The highly charged discussion came a day after the Waterfront Protection Ordinance failed by a narrow margin at the ballot box. The moratorium would function in some ways as a “cooling off” period while the city assesses how to move forward.

“The point of a moratorium is to give breathing room to examine the issue,” said Sally Daggett, South Portland’s attorney, who drafted the moratorium. “You all may not know where you want to end up until the study is complete.”

What many in the city would like to see, however, is a council-generated ordinance to permanently bar the substance from passing through the city after a public process that involved more stakeholders.

Wednesday provided a first look at the measure for the council. Before it could come to a vote, two public hearings are required. If a preliminary schedule holds true, the moratorium could be passed as early as Dec. 16. It would extend until May 6, or 180 days from Wednesday’s meeting, and halt the approval of any project to pump unrefined oil sands through South Portland and onto tankers.

Once passed into law, the moratorium would allow for a committee of stakeholders to study the potential risks and impacts if tar sands were to flow through the city’s port. Eventually, that committee could help the council craft a city ordinance similar in purpose to the failed Waterfront Protection Ordinance.

The composition of that committee will be determined at a future meeting, but will likely include representatives from the petroleum industry, citizens who supported the failed ordinance and harbor officials.

While there is no guarantee that a committee process will generate an ordinance to bar so-called tar sands, some councilors expressed hope that it would at least mend the broken trust among residents.

Effects of the divisive campaign lingered among the audience. A few dozen people spoke before the councilors took up the draft moratorium, including former campaign interests on both sides, as well as residents disappointed at the tenor of the campaign.

“In my 50 years in South Portland, I have never seen the type of animosity that has taken place during this campaign,” said Dan Mooers, 70.
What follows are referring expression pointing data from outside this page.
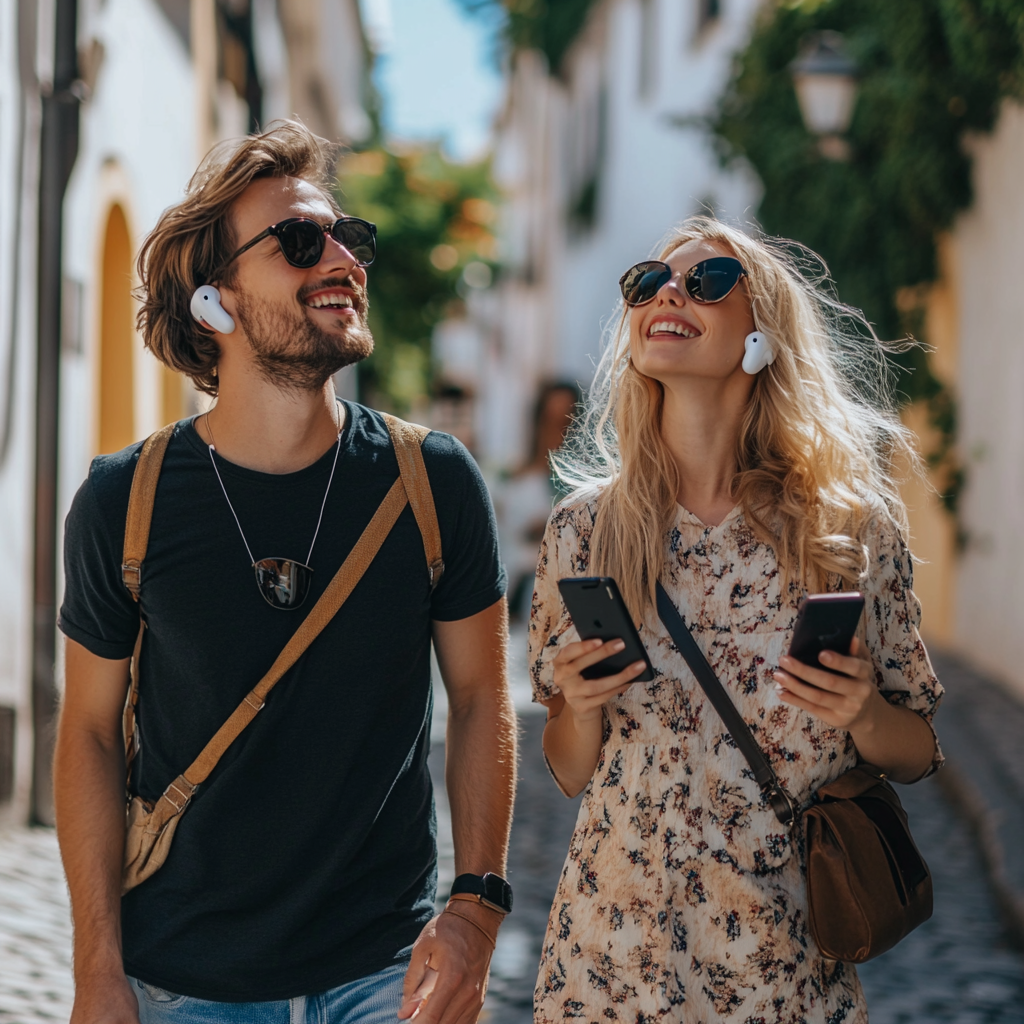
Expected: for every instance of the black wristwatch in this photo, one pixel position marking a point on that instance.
(492, 890)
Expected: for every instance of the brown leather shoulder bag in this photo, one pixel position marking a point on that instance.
(151, 825)
(867, 885)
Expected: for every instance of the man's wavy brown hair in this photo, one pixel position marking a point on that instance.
(194, 239)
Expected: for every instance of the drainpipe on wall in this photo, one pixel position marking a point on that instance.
(58, 150)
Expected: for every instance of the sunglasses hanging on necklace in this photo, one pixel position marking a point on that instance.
(284, 583)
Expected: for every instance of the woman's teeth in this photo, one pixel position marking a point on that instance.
(673, 327)
(329, 300)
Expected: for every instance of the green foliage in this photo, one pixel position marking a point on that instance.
(929, 72)
(549, 26)
(433, 217)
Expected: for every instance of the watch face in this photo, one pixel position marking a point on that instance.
(498, 891)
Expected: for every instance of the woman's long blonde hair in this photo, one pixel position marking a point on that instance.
(816, 446)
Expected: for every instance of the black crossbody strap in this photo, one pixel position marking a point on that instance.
(763, 773)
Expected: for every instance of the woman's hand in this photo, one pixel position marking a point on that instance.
(843, 693)
(586, 697)
(895, 739)
(573, 734)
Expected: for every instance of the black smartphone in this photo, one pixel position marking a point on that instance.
(598, 611)
(825, 622)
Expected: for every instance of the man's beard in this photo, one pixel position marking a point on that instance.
(292, 350)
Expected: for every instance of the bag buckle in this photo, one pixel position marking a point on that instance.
(179, 794)
(781, 803)
(435, 570)
(131, 577)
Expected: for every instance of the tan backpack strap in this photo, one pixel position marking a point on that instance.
(412, 480)
(180, 791)
(408, 439)
(143, 494)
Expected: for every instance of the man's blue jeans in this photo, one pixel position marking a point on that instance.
(374, 999)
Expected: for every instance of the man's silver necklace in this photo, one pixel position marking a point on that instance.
(284, 583)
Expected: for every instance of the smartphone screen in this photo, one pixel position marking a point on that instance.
(598, 611)
(826, 622)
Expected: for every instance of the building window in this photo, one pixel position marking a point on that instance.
(708, 12)
(648, 47)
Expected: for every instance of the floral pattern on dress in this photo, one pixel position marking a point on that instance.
(682, 898)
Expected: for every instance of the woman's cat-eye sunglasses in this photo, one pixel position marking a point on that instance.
(301, 240)
(710, 281)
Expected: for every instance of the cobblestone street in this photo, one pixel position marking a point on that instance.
(956, 968)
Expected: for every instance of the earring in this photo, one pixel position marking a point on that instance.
(757, 352)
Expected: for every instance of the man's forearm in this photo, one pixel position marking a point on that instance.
(479, 774)
(88, 775)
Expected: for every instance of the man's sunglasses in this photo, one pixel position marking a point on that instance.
(709, 281)
(302, 242)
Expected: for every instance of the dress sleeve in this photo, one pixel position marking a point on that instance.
(562, 554)
(902, 669)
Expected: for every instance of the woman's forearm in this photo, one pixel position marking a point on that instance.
(571, 747)
(895, 739)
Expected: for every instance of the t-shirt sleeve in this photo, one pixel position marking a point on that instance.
(97, 610)
(562, 554)
(474, 578)
(902, 669)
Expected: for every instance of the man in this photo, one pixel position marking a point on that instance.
(300, 882)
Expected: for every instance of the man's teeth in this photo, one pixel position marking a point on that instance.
(673, 327)
(329, 300)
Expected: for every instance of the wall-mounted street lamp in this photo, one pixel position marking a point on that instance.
(825, 80)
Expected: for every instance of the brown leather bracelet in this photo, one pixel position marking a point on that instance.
(469, 921)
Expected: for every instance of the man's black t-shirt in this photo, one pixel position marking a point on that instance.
(308, 858)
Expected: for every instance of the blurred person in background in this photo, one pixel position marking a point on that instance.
(300, 884)
(523, 500)
(740, 484)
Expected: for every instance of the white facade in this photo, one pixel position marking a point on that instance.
(19, 124)
(989, 253)
(598, 163)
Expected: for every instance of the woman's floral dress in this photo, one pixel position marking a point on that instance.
(682, 897)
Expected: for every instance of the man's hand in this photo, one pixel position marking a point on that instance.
(448, 976)
(104, 999)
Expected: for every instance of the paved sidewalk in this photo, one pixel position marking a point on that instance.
(35, 929)
(956, 969)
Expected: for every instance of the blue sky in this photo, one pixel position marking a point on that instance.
(435, 73)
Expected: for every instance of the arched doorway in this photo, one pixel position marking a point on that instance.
(117, 333)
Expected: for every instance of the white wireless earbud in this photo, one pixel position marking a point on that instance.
(757, 352)
(206, 307)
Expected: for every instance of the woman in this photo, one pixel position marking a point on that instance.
(741, 489)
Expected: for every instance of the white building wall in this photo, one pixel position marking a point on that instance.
(137, 148)
(19, 123)
(989, 241)
(623, 112)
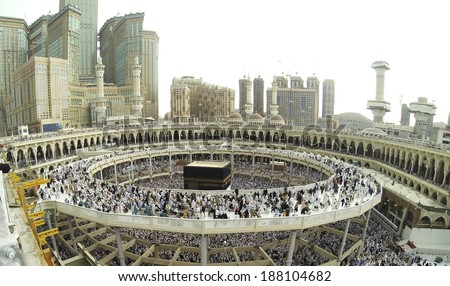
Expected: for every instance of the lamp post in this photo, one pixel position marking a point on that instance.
(201, 111)
(79, 114)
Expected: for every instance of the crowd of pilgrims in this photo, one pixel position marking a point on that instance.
(379, 248)
(250, 197)
(163, 195)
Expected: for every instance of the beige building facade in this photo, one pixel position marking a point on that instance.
(193, 100)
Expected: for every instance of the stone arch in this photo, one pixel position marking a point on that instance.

At the heart of the issue is whether Portland Pipeline Corp. should be allowed to reverse the flow of its underground connection with Montreal, where the company has pumped crude for refinement since the 1940s. Larry Wilson, the company’s President and CEO, said he’s seen similar moratorium language in other places, and said he is concerned about inaccuracies it contains. Yet, he thanked the community for a “seat at the table.”
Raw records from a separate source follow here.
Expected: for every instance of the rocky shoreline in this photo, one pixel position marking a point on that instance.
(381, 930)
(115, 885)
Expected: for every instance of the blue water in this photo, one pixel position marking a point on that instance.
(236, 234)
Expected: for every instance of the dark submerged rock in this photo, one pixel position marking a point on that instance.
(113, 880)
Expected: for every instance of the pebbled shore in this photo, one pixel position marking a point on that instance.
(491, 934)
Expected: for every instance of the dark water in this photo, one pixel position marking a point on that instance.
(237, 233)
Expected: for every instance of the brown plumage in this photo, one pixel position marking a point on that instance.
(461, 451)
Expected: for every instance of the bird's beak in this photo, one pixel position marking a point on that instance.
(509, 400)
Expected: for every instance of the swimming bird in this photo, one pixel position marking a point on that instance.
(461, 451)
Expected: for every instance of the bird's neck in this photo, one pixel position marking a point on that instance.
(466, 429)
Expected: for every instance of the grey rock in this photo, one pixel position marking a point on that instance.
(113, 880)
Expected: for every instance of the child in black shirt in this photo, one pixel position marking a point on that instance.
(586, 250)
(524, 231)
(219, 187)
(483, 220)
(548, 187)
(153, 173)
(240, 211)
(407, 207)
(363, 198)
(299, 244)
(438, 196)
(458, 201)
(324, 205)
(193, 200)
“We look forward to being there for that discussion and that collaboration,” Wilson said. “We all need more time, we all need for this discussion to take place.”

South Portland has long been an oil-handling port, not only for crude piped to Canada, but for shipments of home heating oil, gasoline, jet fuel and other petroleum products stored in massive tank farms.

The specter of Canadian oil sands was first raised in 2009, when Portland Pipe Line Corp. received state and local permits to reverse the flow of one of its pipes to bring oil sands crude from Alberta into South Portland for loading onto tankers that would ferry it to refineries overseas, although it later abandoned the project.

Tar sands oil has become a target of environmentalists, who say its development will accelerate global climate change and pose other environmental risks. The petroleum industry has said it poses no greater risk than other types of oil.

In its raw form, the crude is a mixture of sticky petroleum, water and sand that at room temperature has the consistency of cold molasses. It is mixed with potent chemicals that dilute its consistency, so that it can be handled efficiently and pumped through piping. The product is referred to as diluted bitumen.

The failed zoning ordinance would have redefined the allowable uses in the city’s shipyard zone and other parts of the waterfront, strictly defining the unloading of petroleum as an allowed use and limiting any expansion or alteration of petroleum facilities that would change their function or capacity.

It also generated deep divisions in the city, sometimes pitting neighbor against neighbor, and sparked campaigns that spent countless hours and hundreds of thousands of dollars attempting to discredit the other.